On February 14, 2025, pursuant to the terms of the Merger Agreement and in connection with the Merger and the appointment of Doron Besser and Zeev Rotstein (together, the “Indemnitees”) to the Board of Directors, the Company and each of the Indemnitees entered into the Company’s standard form of indemnification agreement, which such indemnification agreements provide that the Company shall indemnify the Indemnitees to the fullest extent of permitted by applicable law in effect on the date hereof or as amended to increase the scope of permitted indemnification, against expenses, losses, liabilities, judgments, fines, penalties and amounts paid in settlement (including all interest, taxes, assessments and other charges in connection therewith) incurred by Indemnitee or on Indemnitee’s behalf in connection with any proceeding in any way connected with, resulting from or relating to Indemnitee’s corporate status.

 

On April 11, 2025, ENvue issued the April Note to Alpha in the principal amount of $360, together with all accrued interest thereon.
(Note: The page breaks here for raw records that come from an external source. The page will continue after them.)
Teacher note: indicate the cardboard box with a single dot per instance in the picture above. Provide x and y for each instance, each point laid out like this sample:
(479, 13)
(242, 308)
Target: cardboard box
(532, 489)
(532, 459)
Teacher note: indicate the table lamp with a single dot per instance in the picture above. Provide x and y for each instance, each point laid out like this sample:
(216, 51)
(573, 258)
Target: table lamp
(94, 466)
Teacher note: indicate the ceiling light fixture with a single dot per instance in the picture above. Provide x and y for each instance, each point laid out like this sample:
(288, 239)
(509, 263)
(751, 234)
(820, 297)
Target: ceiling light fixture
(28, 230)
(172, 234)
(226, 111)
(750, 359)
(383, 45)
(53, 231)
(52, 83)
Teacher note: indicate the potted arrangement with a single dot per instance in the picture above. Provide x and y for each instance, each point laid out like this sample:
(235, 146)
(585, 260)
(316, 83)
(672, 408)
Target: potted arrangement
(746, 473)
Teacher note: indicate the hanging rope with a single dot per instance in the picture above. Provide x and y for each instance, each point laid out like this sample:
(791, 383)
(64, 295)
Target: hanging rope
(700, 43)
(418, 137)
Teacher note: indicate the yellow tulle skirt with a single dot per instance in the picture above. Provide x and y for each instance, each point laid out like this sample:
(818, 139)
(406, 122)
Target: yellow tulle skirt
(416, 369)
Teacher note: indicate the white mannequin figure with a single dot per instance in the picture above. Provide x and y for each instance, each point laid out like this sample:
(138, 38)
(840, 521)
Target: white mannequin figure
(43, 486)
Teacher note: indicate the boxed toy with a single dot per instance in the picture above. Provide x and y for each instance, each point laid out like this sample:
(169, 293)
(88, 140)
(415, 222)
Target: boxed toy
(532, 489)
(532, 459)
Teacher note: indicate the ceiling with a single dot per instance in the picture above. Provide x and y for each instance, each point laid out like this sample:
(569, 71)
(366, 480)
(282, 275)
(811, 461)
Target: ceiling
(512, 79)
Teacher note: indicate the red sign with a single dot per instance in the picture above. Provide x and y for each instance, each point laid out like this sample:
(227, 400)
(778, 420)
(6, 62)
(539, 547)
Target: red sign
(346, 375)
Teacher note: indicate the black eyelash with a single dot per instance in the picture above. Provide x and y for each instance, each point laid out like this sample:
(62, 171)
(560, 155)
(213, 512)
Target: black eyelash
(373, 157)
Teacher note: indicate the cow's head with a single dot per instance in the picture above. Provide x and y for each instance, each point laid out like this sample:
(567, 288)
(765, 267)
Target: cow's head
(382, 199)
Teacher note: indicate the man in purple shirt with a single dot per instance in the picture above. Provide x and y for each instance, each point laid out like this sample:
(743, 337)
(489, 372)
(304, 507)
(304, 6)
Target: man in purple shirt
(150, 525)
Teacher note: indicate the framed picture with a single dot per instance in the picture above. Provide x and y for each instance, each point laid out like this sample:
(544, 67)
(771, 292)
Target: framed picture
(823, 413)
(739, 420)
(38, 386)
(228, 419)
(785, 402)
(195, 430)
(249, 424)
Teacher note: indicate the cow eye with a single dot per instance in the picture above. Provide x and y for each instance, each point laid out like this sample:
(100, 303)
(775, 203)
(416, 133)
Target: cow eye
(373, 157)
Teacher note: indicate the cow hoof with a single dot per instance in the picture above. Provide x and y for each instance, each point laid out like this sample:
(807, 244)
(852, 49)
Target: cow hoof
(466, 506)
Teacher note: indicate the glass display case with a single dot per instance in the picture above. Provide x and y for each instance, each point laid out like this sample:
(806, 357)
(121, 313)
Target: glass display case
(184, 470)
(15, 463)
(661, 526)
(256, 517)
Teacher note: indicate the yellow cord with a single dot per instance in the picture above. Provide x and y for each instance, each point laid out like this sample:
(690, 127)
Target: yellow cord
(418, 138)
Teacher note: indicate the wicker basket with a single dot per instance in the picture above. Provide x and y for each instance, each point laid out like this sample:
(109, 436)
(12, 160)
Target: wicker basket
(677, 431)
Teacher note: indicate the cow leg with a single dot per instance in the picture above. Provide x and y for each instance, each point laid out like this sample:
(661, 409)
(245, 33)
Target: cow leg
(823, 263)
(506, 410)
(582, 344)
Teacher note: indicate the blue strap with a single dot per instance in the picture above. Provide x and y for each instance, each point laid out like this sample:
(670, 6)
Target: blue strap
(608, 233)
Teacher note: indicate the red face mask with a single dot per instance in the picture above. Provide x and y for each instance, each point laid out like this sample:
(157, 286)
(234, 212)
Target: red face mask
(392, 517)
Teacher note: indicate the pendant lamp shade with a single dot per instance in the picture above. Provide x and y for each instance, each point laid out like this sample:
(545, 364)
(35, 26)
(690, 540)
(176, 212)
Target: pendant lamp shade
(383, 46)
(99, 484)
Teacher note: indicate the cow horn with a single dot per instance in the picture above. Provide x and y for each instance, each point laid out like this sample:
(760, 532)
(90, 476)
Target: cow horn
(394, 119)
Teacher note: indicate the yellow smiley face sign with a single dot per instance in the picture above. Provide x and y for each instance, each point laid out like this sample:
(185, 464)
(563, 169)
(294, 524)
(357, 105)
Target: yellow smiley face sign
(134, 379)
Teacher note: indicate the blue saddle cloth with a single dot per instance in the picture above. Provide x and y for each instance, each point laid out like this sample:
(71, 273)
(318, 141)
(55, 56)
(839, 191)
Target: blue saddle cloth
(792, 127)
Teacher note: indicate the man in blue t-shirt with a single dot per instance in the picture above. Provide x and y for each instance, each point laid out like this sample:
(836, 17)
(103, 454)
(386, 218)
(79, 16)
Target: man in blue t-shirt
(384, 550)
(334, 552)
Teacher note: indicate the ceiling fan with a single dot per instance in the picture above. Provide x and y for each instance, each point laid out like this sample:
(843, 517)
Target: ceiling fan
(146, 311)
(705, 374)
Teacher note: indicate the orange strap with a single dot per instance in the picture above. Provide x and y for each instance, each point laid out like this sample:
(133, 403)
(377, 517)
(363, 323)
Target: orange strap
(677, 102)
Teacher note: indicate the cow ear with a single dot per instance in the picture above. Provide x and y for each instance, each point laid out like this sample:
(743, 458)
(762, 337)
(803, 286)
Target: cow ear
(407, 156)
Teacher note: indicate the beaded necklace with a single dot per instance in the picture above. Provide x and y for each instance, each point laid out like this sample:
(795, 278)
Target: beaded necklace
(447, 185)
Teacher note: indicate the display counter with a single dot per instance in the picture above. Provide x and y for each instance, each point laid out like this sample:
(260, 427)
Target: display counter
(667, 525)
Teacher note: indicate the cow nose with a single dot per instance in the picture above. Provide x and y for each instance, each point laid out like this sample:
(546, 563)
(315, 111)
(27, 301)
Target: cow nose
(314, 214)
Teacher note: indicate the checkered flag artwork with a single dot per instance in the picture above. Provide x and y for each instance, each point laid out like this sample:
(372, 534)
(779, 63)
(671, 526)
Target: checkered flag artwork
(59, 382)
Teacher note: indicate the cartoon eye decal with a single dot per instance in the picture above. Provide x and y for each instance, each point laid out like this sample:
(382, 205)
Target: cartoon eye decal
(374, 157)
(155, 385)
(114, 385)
The April Note has a maturity date of June 11, 2025, and on the April Note Maturity Date, the aggregate unpaid April Note Principal Amount, all accrued and unpaid interest and all other amounts payable under the April Note shall be due and payable. The April Note bears interest at an annual rate equal to 8.0% and is payable “in kind” by adding such accrued interest to the April Note Principal Amount—see note 9.

 

On July 18, 2025, the Company entered into the July 2025 Purchase Agreement pursuant to which it agreed to sell to the July 2025 Investor (i) an aggregate of 8,889 shares of the Company’s newly-designated Series H Preferred Stock, initially convertible into up to 880,099 shares of common stock at an adjusted conversion price of $7.01 per share and the July 2025 Warrants to acquire up to an aggregate of 467,836 shares of common stock at an exercise price of $22.50.

 

Pursuant to the terms of the July 2025 Purchase Agreement, the Company has also issued 2,222 shares of Series H Preferred Stock with a total stated value of $2,222 and warrants to purchase up to 116,960 shares of common stock at an exercise price of $22.50 in a second closing—see note 6.

 

On September 16, 2025, the Company entered into a securities purchase agreement with a single institutional investor, pursuant to which the Company agreed to issue and sell (i) 74,114 shares of the Company’s common stock, and (ii) the September 2025 Pre-Funded Warrants to purchase up to 217,090 shares of common stock in the September 2025 Offering —see note 6.